169 Views

1304 - A True Copycat: Using Artificial Intelligence to Create A Large Dataset From A Small Open Source Parkinson's Dataset

Thursday, February 27, 2025

5:00 PM - 6:30 PM MST

Presenting Author(s)

AR

Akash Ramesh, BS

Medical student
akash.skyler.ramesh@gmail.com
Artesia, California, United States

Co-Author(s)

NV

Nisan Verma, BS

Medical Student
UQ Ochsner
Arcadia, California, United States

Objectives:

A significant challenge in medical research is obtaining high-quality datasets for unique diseases. Generating synthetic data with high accuracy using artificial intelligence, such as Generative Adversarial Networks (GANs), offers a promising solution. This study aims to use a GAN to generate a larger dataset that closely mirrors real-world data for Parkinson’s disease patients, both on and off L-Dopa.

Design: An open dataset from the Laboratory of Biomechanics and Motor Control at the Federal University of ABC, Brazil, was used. This dataset contained kinetics and kinematics data from Parkinson's patients with and without L-Dopa. A modified Mode-Seeking GAN (MSGAN) was employed to generate synthetic data. The Kolmogorov-Smirnov (KS) statistic measured similarity between the generated and real datasets, while Principal Component Analysis (PCA) and heat maps identified key patterns.

Results:

MSGAN achieved an average KS statistic of 0.27, ranging from 0.116 to 0.589 across variables. Thirty out of 45 variables had p-values > 0.05. Variables with p-values < 0.05 were Stroop errors (I, II, III), TMT errors, and Hoehn & Yahr scores. PCA showed principal components PC1 = 0.93 and PC2 = 0.05.

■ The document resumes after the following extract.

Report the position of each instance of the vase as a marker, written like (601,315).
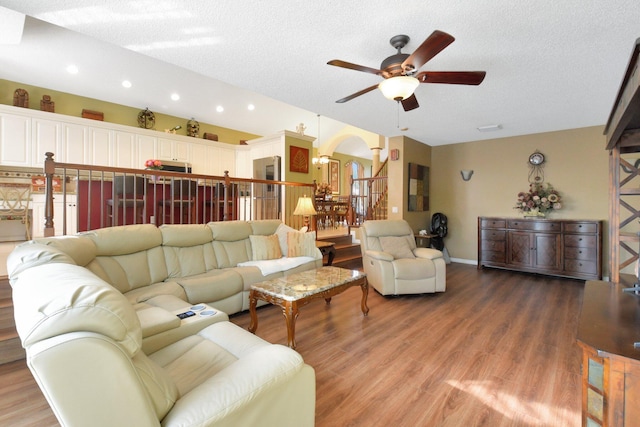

Conclusions: This study demonstrates the potential of GANs to generate synthetic data that closely approximates real-world datasets. An average KS statistic of 0.27 and 30/45 non-significant variables suggest that the synthetic data closely resembles the original. Significant p-values in the errors and Hoehn & Yahr scores are due to the small variability range, making any replication outside that range appear significant. Two principal components accounted for a majority of variance, and the heat map displayed favorable patterns. Future improvements could involve larger datasets, enhanced computational power, or refined algorithms for overfitting and mode-seeking. For the medical field, achieving larger datasets and enhancing computational power may be a limitation, so we suggest utilizing more efficient algorithms.